第13話 白い髪の魔女




 強固なつたに僕の身体は絡めとられ、身じろぎ一つすることができなくなってしまった。

 強い魔力がその植物から伝わってくる。

 僕は僕と共に縛られた鞄の中にいるレインが無事かどうか確かめた。レインは怯えながらも僕の顔を見て目配せしてくる。

 どうやらレインも無事だったようだ。

 ガーネットは蔦に捕まらなかったようで、猫の姿のまま一方向を威嚇をしている。


「そこの魔女、こちらを向きなさい」


 僕は声のする方をかろうじて動く首だけを動かして見た。

 屋根の上には地味な魔女とキャンゼルが立っていた。何故屋根の上にいるのだろうか。


 ――バカと煙はなんとやらって言うし……


 そういうことなのかとくだらないことを考えた。


 ――やはり裏切られたか


 キャンゼルは笑みを浮かべながら僕のことを見下ろしている。

 結局魔女なんて誰でも同じだと感じる。それはレインやガーネットが感じていることと同じなのだろう。


「……ノエル……!!」

「…………」


 僕の身体に絡まる蔦を魔術式で焼き払った。

 いきなりこんなことするなんて失礼だと僕は思った。まるで僕を個として認識していない。ただの記号としての『ノエル』だ。

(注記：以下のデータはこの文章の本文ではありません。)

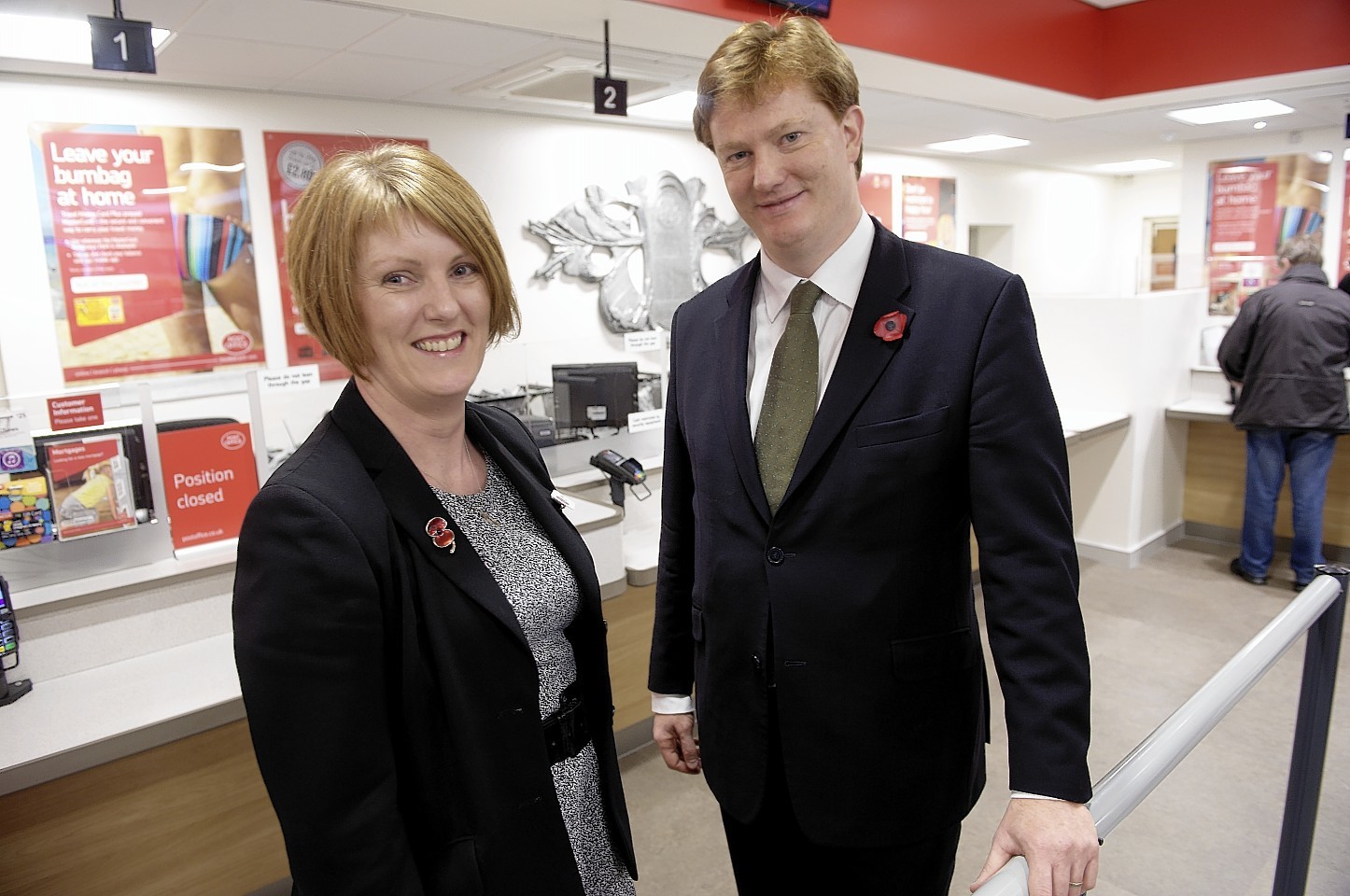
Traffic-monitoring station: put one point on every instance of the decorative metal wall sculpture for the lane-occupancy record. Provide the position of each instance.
(668, 220)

 焼き払った植物のカスを払いながら、僕は二人の方に向き直る。


 不意打ちで殺すチャンスだったしれないのに。


 そもそも前提から大きく間違っている。


 


「死んでいてもいいと言われているのよ。大人しく連行されなさい。でないと命の保証はないわよ」


 地味なくせにやけにハキハキと喋るその魔女は、次々と魔術式を構築して植物を操っている。髪の毛を片側で結ってまとめている。眼鏡も片方だけだ。あれはたしか『モノクル』という名前だったような気がする。

 髪飾りも片側だけだ。

 何もかもが片側だけで、なんだか均等性がとれていない。

 植物に働きかけるのが得意な魔女なのだろうか。僕もその魔術なら使える。植物の栽培には便利だった。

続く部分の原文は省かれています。